Moretton attacca la giunta regionale sulle chiusure domenicali

«E’ singolare – scrive l'ex vicepresidente della Regione – che il governo regionale intenda affrontare la questione con una legge. Si lanciano inutili spot camuffati da una politica che dice di disegnare scenari»

Gianfranco Moretton (© )

UDINE – Limitare le aperture domenicali per legge? Impresa impossibile. Almeno stando alle parole di Gianfranco Moretton, ex vicepresidente della giunta Illy. «E’ singolare – scrive Moretton sulla sua pagina Facebook – come il governo regionale intenda affrontare la questione con una legge che imponga le chiusure festive dei centri commerciali. Altrettanto sbalorditivo è sentire dal vicepresidente regionale che l'iniziativa non è uno spot ma una riflessione ‘seria’ della problematica».

Moretton non limita l’attenzione solo al settore del commercio: «La domenica e i festivi non lavorano solo gli occupati nel settore del commercio, per cui se dovessimo decretare un riposo per tutti coloro che offrono servizi lavorando domeniche e festivi sarebbe preoccupante. In ogni caso – aggiunge – già due governi regionali (Illy e Tondo), di centro sinistra e di centro destra, avevano appurato l'impossibilità di procedere in tal senso stante le norme di liberalizzazione europea e nazionale che lo impediscono. Ma, al di là del merito giuridico della vicenda, è necessario valutare il servizio prestato ai cittadini avendo la possibilità di fare acquisti nelle festività».

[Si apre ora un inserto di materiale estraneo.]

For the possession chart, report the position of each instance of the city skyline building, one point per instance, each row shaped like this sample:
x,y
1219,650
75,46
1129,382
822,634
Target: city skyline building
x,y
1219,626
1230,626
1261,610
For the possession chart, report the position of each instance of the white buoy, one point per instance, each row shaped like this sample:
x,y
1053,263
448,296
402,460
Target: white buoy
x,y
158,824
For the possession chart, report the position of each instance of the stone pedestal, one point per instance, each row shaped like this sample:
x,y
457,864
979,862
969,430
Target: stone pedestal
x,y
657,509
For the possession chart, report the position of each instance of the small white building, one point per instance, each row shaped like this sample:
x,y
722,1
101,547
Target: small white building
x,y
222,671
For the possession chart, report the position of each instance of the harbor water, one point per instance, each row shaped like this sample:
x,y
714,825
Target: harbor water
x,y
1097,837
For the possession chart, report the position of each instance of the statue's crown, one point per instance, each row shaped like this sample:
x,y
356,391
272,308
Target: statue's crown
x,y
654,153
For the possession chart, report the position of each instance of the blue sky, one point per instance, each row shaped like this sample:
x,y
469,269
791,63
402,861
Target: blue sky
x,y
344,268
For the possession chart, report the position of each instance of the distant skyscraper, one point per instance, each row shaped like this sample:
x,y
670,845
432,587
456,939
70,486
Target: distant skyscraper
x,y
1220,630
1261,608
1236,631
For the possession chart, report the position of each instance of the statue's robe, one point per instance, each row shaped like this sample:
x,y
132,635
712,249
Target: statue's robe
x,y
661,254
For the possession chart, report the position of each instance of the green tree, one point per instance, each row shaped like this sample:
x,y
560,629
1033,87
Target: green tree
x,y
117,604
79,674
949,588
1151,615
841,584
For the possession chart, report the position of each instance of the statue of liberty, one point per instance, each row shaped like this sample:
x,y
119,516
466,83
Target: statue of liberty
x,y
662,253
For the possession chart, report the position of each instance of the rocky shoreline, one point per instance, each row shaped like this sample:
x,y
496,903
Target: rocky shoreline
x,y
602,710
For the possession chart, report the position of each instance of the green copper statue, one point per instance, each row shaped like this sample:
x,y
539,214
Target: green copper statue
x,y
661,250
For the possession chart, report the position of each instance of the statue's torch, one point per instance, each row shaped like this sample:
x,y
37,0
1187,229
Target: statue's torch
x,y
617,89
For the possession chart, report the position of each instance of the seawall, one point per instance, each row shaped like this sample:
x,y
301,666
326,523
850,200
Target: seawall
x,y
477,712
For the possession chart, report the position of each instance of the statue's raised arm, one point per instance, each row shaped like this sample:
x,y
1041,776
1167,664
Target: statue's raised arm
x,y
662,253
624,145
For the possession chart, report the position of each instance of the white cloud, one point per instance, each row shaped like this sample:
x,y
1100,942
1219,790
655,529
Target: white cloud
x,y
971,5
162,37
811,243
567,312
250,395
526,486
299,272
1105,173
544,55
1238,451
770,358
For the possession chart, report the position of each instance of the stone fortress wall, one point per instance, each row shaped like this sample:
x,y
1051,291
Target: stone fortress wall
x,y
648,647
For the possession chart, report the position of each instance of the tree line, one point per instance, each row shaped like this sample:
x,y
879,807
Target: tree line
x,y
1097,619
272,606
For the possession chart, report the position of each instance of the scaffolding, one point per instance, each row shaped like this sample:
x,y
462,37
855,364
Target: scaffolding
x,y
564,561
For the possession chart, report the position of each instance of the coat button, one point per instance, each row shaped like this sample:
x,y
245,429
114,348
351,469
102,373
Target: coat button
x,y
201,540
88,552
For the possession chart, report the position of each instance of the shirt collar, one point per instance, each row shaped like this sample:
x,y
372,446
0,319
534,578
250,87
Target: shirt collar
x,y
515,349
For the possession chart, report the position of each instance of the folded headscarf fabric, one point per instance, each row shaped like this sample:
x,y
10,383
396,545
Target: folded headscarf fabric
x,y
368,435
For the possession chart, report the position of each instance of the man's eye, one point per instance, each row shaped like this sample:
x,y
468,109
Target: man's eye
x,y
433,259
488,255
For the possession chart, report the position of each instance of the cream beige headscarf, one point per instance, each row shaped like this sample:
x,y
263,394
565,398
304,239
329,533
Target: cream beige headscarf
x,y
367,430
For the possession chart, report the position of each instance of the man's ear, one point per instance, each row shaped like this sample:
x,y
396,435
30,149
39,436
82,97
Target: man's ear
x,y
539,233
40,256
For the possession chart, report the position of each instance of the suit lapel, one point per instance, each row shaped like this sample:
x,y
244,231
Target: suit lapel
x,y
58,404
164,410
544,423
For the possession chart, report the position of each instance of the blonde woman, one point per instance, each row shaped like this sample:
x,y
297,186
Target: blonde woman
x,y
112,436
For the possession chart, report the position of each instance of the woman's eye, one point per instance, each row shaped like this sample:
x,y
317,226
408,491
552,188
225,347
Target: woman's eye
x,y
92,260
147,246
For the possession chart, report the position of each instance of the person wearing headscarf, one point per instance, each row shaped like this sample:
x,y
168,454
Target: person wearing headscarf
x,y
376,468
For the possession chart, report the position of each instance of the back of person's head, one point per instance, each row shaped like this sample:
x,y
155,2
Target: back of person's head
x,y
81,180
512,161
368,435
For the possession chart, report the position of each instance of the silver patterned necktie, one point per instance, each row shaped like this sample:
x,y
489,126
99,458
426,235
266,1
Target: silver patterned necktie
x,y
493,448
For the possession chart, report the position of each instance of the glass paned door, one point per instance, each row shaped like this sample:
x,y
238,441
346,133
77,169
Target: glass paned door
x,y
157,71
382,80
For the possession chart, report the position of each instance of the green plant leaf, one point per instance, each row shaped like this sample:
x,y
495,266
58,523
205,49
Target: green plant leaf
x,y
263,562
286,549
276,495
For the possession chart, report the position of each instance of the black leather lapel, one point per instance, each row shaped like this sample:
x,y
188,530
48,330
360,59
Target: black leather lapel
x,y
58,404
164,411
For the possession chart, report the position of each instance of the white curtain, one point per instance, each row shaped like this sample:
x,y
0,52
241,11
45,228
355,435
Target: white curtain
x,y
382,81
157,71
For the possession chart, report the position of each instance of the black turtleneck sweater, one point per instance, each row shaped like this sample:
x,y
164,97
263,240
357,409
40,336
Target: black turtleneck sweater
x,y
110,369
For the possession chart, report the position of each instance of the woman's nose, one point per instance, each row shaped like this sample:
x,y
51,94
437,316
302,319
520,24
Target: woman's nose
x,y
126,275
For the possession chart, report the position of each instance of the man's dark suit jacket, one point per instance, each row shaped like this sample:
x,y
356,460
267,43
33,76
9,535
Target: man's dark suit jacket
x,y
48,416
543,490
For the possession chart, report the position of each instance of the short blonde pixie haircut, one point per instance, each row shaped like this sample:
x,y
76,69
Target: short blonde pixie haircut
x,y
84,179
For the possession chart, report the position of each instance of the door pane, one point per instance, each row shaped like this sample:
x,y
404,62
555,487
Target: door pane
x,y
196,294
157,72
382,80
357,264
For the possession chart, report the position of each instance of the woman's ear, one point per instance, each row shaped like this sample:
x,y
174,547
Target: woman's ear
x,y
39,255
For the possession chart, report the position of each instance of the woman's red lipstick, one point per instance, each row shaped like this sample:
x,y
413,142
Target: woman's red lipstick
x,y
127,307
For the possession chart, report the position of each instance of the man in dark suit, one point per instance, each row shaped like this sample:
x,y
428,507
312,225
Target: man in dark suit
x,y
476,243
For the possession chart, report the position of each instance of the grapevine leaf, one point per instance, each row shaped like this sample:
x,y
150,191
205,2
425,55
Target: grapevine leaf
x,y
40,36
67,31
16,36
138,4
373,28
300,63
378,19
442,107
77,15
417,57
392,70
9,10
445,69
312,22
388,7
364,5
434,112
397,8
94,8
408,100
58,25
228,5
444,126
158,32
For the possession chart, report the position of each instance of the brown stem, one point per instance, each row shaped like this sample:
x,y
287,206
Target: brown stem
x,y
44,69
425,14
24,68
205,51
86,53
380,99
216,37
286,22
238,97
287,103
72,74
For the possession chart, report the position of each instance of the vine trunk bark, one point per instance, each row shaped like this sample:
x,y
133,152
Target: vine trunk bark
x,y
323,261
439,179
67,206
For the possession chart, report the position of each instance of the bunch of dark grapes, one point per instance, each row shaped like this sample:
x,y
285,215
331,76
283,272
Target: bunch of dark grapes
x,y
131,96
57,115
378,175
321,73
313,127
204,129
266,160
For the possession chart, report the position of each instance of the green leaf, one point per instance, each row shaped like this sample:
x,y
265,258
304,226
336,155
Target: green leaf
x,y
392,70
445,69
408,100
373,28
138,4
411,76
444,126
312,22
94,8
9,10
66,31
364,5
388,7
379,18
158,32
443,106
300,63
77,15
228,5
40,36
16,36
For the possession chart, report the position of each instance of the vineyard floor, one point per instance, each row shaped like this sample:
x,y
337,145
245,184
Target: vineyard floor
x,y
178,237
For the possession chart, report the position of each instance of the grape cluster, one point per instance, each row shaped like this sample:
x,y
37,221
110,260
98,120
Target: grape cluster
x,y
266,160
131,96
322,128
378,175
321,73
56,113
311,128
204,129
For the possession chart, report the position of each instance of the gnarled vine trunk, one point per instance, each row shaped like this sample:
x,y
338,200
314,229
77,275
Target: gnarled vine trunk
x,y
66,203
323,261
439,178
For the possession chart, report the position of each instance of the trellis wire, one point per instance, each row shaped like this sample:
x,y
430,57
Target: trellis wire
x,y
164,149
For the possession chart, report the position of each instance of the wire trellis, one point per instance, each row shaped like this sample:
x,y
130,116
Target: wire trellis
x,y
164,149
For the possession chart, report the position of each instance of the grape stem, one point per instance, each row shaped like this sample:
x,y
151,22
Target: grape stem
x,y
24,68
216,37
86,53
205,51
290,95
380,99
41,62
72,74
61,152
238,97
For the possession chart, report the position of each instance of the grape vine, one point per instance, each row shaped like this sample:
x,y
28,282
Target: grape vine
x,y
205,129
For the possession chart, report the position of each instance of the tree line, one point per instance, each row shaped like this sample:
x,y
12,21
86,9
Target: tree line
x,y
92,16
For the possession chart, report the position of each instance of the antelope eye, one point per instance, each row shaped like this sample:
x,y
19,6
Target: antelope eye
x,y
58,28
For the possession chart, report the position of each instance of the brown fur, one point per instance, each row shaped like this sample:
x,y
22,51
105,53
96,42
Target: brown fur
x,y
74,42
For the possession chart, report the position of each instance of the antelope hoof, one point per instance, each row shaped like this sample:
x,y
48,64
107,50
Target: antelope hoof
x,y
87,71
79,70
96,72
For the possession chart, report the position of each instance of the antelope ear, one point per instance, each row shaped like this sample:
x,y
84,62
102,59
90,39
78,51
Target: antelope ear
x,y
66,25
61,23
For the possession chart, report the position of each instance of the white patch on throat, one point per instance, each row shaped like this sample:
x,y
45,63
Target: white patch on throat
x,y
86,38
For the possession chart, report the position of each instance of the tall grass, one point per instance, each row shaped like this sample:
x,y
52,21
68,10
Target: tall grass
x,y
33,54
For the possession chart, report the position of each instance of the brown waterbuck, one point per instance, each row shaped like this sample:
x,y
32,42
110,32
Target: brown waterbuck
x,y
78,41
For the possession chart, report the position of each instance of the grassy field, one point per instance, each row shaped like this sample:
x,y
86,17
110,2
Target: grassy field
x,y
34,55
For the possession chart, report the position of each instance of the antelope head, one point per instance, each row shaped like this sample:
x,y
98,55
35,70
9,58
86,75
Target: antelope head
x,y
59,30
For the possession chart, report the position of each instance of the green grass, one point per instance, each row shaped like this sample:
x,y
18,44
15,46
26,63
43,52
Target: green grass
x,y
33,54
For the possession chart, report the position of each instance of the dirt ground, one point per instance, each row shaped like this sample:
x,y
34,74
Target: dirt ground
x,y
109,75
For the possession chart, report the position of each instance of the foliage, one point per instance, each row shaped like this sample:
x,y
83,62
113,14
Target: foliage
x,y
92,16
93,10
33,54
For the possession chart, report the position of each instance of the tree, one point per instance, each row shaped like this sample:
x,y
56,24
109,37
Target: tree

Ecco la strada suggerita da Moretton: «Se proprio si vuole porre mano al ‘delicato’ problema, basterebbe che il governo regionale approvasse nuove regole gestionali che, d'intesa con i sindaci delle aree territoriali interessate, regolassero in maniera più precisa tali servizi con la condivisione degli esercenti. Basterebbe guardare alla vicina Carinzia dove gli esercizi commerciali rimangono aperti solo al mattino dei giorni festivi, domeniche comprese. Purtroppo, da noi, così non s'intende fare. Si lanciano inutili spot – conclude l’ex Pd – camuffati da una politica che dice di disegnare scenari, impegnandosi a realizzarli pur sapendo che non si può, ma pur di portare a casa qualche consenso elettorale si fa questo e altro. In più, la gente oramai, è più attenta e ha imparato a ragionare con la propria testa: le chiacchiere non bastano, checché ne dica Bolzonello».